“Por
mais brilhante que sejas, se não fores transparente, tua sombra será escura”.
VACINAS
Se muitos decidem não tomar vacinas – e impedir que
familiares o façam – estão coletivamente agindo para que outros morram ou
fiquem sequelados. O Estado não pode permitir isso, muito menos estimular.
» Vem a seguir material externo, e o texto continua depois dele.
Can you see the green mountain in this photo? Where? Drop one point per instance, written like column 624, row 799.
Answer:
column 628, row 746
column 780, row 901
Não há problema em inserir vacinas entre as obrigações
que possam ser impostas caso não se obtenha êxito nas tentativas de induzir a
população utilizando a mídia para tanto. A vacinação não atinge seus objetivos
– salvar vidas – quando depender apenas de decisões individuais. Só funciona
quando aplicada de forma maciça.
Se a população não se torna receptiva a uma campanha
organizada, o governo não tem apenas o direito, tem a obrigação de adotar
medidas coercitivas – o uso do cinto de segurança enfrentou uma oposição
ferrenha antes de se introjetar nos hábitos dos motoristas.
O direito do
coletivo prepondera, inequivocamente, sobre o direito individual. Somos uma
organização multicultural e mesmo em pleno regime democrático a liberdade
individual não pode, jamais, preponderar. Quando o “EU” tenta se sobrepor ao
“NÓS”, isso não é democracia, é anarquia e resulta numa sociedade anômica onde
o que vige é a “Lei de Gerson”. Quando determinada pessoa, empresa ou
corporação obtém vantagens ou exige direitos de forma indiscriminada, sem se
importar com questões éticas, morais e, muito menos com os direitos dos outros
elementos com os quais convive, está ultrapassando todos os limites.
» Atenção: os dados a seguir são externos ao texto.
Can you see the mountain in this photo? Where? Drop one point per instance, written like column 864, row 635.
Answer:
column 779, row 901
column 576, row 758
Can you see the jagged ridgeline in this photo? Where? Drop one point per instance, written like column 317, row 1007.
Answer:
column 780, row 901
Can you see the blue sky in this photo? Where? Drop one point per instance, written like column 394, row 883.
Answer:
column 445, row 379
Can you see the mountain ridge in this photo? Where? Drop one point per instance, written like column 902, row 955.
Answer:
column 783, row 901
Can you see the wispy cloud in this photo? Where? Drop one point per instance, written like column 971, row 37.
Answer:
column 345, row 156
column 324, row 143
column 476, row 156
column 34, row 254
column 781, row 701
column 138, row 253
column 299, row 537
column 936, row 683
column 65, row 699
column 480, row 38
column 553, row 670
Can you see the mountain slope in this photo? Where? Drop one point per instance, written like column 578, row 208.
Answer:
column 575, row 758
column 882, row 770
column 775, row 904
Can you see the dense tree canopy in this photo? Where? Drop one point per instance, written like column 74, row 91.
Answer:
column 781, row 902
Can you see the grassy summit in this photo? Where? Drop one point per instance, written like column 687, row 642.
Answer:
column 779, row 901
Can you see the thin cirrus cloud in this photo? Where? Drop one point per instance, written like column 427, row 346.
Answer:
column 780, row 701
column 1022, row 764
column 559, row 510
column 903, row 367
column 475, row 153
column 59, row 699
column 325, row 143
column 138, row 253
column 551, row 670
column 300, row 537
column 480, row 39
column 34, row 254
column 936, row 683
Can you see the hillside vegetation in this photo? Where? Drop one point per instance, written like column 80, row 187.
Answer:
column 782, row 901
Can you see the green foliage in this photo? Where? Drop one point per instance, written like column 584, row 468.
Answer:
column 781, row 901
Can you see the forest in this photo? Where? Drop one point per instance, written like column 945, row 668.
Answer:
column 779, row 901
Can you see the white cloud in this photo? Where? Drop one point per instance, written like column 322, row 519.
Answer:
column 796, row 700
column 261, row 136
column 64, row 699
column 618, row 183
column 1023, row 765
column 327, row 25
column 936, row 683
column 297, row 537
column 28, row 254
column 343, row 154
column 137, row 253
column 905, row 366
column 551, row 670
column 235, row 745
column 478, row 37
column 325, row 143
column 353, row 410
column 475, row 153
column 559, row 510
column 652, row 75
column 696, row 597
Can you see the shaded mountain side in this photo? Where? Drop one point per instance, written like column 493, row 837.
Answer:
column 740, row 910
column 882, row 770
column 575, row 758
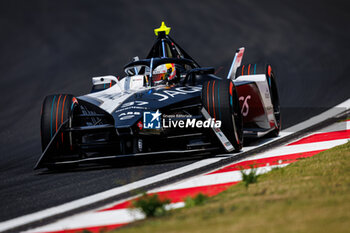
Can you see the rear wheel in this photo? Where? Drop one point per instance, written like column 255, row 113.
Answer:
column 220, row 99
column 251, row 69
column 56, row 110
O exemplo mais impactante, no Brasil, ocorreu durante
o mês de novembro de 1904. O Rio de Janeiro, então capital federal, foi palco
de uma das maiores revoltas urbanas ocorridas no país: a Revolta da Vacina.
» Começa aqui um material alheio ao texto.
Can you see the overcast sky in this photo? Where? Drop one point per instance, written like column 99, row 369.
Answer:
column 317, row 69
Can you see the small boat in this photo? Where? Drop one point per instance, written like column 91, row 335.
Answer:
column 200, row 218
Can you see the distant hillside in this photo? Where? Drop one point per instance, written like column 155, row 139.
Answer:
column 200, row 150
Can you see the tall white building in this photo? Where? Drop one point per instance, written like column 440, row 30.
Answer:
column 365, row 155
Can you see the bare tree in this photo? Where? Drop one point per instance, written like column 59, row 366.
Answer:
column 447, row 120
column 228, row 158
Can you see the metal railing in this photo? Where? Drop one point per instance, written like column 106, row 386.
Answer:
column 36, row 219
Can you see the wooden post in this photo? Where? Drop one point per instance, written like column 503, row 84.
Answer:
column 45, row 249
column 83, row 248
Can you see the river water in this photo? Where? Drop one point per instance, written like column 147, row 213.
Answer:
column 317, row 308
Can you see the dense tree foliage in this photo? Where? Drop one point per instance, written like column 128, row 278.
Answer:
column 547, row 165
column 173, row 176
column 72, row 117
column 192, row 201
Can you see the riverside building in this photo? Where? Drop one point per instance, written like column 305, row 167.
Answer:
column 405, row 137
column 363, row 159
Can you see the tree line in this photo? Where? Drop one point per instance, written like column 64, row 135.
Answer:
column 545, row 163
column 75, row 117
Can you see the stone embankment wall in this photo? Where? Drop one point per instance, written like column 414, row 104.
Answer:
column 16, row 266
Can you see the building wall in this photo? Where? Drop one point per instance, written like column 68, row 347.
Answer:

Milhares de habitantes protagonizaram nas ruas da cidade violentos conflitos
com a polícia. O motivo era uma polêmica medida tomada pelo governo de
Rodrigues Alves que convocou o sanitarista Oswaldo Cruz e impôs um ambicioso
plano de saneamento da cidade.
A febre amarela, a malária, a varíola, a peste
bubônica, o tifo, a tuberculose grassavam . Para proteger a saúde pública o
projeto envolvia controvertidas medidas de controle da população e de seus
hábitos de higiene. Tendo como meta controlar as epidemias organizou-se uma
grande equipe de “mata-mosquitos” e uma declarada guerra aos ratos. No entanto,
a medida profilática que mais revolta provocou foi tornar a vacina obrigatória,
que passou a ser condição “sine qua non” para matrícula em escolas, admissão em
empresas, casamentos e outras atividades. A vida social daquele que se
recusasse tornar-se-ia impossível.
Na época a revolta representou um protesto contra o
propósito de modernização que estava em curso e, a longo prazo redundou na
elevação do padrão de vida da população, principalmente do segmento mais pobre.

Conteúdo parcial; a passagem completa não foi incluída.